Une guerre pas à la hauteur de la menace
Par : Mustapha Hammouche
Kobané est sur le point de tomber aux mains de l’État islamique. Pourtant le monde s’est coalisé pour s’opposer à l’expansion des forces “djihadistes” : à terrorisme global, guerre globale. Une soixantaine de pays se sont affiliés à la coalition initiée par les USA pour stopper l’avancée de l’EI et, à terme, le détruire.
Mais l’effet de cette intervention alliée ne se constate pas sur cette alliance, ne se constate pas sur le terrain. L’armée de l’État islamique continue d’avancer plutôt qu’elle ne recule.
Elle poursuit sa guerre totale, façon rouleau compresseur, mettant en déroute les armées qui s’opposent à son avancée, écrasant les populations qui lui résistent et instaurant son ordre aux territoires conquis.
À terrorisme global, mais, en face, il n’y a pas de guerre globale en réalité. Chacun des pays coalisés fait sa guerre. Les États-Unis, seule puissance peut-être capable de supporter le coût d’une guerre durable loin de son territoire, ont limité l’impact de leur intervention en s’interdisant d’envoyer des hommes au sol. Maintenant qu’Obama a fait du principe de ne plus dépêcher des troupes sur le terrain un élément de doctrine, l’EI est rassuré : ses groupes de terroristes voltigeurs se prêtent si peu à la stratégie du tout-aérien. Une armée mobile, mêlée à la population, avec peu de moyens lourds et de grosses installations, doit être si peu vulnérable aux frappes aériennes.
L’on s’aperçoit que les armées impliquées dans l’intervention sont contraintes de bombarder à l’économie, le stock de missiles n’étant pas illimité. On l’observe avec la France en
particulier dont les frappes se révèlent parcimonieuses.

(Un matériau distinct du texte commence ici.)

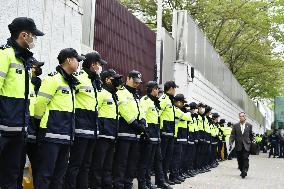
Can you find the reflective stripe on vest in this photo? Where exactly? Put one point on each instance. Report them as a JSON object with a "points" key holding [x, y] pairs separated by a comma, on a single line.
{"points": [[44, 95], [3, 74], [89, 88], [167, 134], [83, 131], [6, 128], [154, 139], [182, 140], [105, 136], [32, 137], [58, 136], [127, 135]]}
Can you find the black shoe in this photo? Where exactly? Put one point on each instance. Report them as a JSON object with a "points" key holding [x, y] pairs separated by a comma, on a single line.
{"points": [[176, 181], [243, 174], [181, 179], [150, 186], [169, 182], [164, 185]]}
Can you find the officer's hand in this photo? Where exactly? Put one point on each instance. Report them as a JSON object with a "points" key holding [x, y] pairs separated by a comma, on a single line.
{"points": [[40, 135]]}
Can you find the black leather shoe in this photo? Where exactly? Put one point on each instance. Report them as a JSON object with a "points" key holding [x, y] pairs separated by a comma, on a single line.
{"points": [[151, 186], [180, 179], [175, 181], [169, 182], [243, 174], [164, 185]]}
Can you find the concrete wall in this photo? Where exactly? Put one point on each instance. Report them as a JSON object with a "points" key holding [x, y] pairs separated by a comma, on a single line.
{"points": [[60, 20]]}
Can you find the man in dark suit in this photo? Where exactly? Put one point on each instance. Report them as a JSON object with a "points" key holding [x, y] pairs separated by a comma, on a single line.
{"points": [[243, 137]]}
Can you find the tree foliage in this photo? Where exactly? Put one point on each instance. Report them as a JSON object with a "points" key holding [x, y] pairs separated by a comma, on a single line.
{"points": [[248, 35]]}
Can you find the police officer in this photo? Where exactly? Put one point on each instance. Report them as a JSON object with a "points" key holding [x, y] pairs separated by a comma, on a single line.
{"points": [[180, 138], [15, 58], [191, 168], [108, 127], [201, 145], [86, 113], [273, 139], [167, 125], [30, 149], [214, 139], [131, 125], [36, 72], [222, 142], [150, 147], [55, 106], [207, 127]]}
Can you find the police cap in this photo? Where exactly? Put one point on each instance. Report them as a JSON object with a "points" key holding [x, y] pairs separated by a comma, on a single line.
{"points": [[68, 53], [180, 97], [93, 57], [135, 75], [24, 24]]}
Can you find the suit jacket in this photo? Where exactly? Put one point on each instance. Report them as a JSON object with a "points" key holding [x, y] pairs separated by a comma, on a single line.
{"points": [[242, 139]]}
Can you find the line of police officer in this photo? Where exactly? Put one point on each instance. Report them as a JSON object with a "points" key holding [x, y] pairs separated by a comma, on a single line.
{"points": [[87, 129]]}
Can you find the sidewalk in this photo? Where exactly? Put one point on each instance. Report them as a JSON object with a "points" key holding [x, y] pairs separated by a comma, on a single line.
{"points": [[263, 173]]}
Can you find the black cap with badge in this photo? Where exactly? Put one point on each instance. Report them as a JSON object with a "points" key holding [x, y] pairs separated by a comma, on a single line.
{"points": [[24, 24], [135, 75], [170, 84], [94, 57], [215, 115], [68, 53], [193, 105], [181, 98], [109, 73]]}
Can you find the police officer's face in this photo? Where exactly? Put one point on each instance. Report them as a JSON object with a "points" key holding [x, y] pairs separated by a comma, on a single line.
{"points": [[130, 82], [155, 91], [242, 117], [73, 64]]}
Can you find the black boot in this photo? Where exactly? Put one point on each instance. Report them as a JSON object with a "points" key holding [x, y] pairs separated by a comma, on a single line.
{"points": [[163, 185]]}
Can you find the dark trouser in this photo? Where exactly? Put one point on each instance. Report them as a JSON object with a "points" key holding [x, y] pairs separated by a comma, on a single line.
{"points": [[185, 157], [243, 161], [225, 151], [213, 152], [281, 149], [220, 145], [146, 158], [102, 164], [198, 155], [167, 147], [125, 162], [203, 154], [53, 161], [208, 156], [30, 149], [158, 164], [191, 156], [273, 149], [11, 149], [77, 173], [176, 160]]}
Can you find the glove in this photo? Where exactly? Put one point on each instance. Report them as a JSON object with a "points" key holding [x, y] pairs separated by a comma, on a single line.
{"points": [[138, 127], [40, 135]]}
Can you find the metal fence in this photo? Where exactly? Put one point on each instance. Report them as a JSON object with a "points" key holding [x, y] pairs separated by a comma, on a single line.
{"points": [[193, 48]]}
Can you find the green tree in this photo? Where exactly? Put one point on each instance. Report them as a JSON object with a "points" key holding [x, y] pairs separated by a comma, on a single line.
{"points": [[244, 32]]}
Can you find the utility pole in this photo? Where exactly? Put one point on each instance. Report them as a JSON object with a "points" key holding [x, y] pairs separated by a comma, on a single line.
{"points": [[158, 39]]}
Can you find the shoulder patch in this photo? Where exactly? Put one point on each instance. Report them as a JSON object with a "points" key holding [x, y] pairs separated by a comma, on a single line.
{"points": [[52, 73]]}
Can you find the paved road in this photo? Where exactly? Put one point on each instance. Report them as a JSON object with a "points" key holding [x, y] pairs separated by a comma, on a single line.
{"points": [[264, 173]]}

Ces contraintes strictement militaires sont compliquées par les statuts différenciés des territoires où sévit l’EI : l’Irak est demandeur, mais la Syrie est dirigée par un régime dont la légitimité n’est reconnue par presque aucun des pays coalisés ; c’est un pays où aucune autorité ne détient la souveraineté aux yeux des ces États. Cible de tous en Irak, l’EI bénéficie de l’appréciation différenciée quand il s’agit d’intervenir en territoire syrien.

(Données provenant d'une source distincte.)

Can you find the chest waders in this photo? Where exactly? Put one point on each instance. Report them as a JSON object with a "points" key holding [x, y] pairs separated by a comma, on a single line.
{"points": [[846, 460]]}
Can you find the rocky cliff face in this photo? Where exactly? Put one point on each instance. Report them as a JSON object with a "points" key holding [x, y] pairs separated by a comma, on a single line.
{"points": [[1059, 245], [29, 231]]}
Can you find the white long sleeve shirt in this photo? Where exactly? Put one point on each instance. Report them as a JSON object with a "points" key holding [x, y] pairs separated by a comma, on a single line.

Quant aux États arabes, qui, pour la plupart, ont participé à la mise sur pied et à l’équipement de l’armée islamique, la nature de leur contribution reste mystérieuse. Si la Jordanie s’est signalée par quelques raids, les pays du Golfe semblent plutôt enclins à faire enregistrer par les puissances alliées leur alignement de principe à l’objectif de destruction de l’armée barbare de l’EI. La position de la Turquie est encore plus paradoxale : elle ne va tout de même pas prendre part à la défense des nationalistes kurdes, à Kobané ou ailleurs ! Par certains aspects, la guerre de l’EI est presque sa guerre.
Chaque pays a des raisons nationales de faire la guerre à l’État islamique : l’assassinat de citoyens par les bourreaux de l’organisation terroriste, la présence de ressortissants et de résidents dans les troupes de l’État islamique et le danger que présente leur retour éventuel et futur au pays… Alors, chacun fait sa guerre en fonction de sa manière de percevoir la menace de État islamique.
Dans cette guerre, l’EI seul a une stratégie lisible. En face, c’est la somme de petites guerres sans stratégie globale. Face au terrorisme global, il n’y a pas encore de guerre globale.